- Born: 11 April 1942 (age 84) Hamamatsu, Japan
- Occupation: Engineering
- Known for: Co-Founder of Mugen Motorsports
- Parent(s): Soichiro Honda Sachi Honda

= Hirotoshi Honda =

Japanese businessman

Hirotoshi Honda (本田 博俊, Honda Hirotoshi) is a Japanese businessman, engineer and the founder of Mugen Motorsports. He is the son of Soichiro Honda, founder of the Honda Motor Company.

==Tax evasion case==
Japanese prosecutors had arrested Hirotoshi Honda in 2003, hours after prosecutors launched a criminal investigation into Mugen, which has business relations with Honda Motor Company, on suspicion of dodging ¥ 1,000,000,000 in corporate taxes. Norio Hirokawa, 60, the company's auditor, was also arrested over his alleged involvement in the tax evasion.

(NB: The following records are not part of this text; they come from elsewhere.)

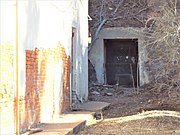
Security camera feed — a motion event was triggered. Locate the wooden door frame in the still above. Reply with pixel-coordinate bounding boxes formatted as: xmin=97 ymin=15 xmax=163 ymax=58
xmin=70 ymin=27 xmax=77 ymax=109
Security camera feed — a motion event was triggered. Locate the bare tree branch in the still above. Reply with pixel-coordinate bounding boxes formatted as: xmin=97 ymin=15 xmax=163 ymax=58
xmin=88 ymin=18 xmax=108 ymax=52
xmin=113 ymin=0 xmax=124 ymax=15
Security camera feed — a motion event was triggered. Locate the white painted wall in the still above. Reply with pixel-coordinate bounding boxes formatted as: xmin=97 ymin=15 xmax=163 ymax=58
xmin=0 ymin=0 xmax=88 ymax=104
xmin=0 ymin=1 xmax=18 ymax=99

Prosecutors alleged that Hirotoshi Honda approved the transactions, although he has claimed he was also a victim and only signed the tax documents prepared by his auditor without knowing about the crime. Prosecutors suspect Mugen hid its income by moving funds to a company named MG Estate under machine lease and other fictitious transactions for three years through to December 2000. Since his arrest in 2003, Hirotoshi Honda had stepped down as the company president.

Hirotoshi Honda is a board member of MG Estate, which has since been renamed GE Seirijigyosha. Mugen reported sales of about ¥ 6,800,000,000 for the financial year to October 2001. Honda Motor has pulled its capital from Mugen but still teams with the firm to participate in auto races. All of Mugen's operations facilities and employees were handed over to M-TEC Company, set up by a relative of Soichiro Honda, while Mugen continued corporate existence only to participate in court proceedings.

On May 25, 2006, Hirotoshi Honda was found not guilty of charges of tax evasion, but Presiding Judge Yasuo Shimoyama of the Saitama District Court ordered Mugen to pay ¥ 240,000,000 in fines. The judge ruled that auditor Norio Hirokawa played the central role in the tax evasion scheme, sentencing him to three years imprisonment.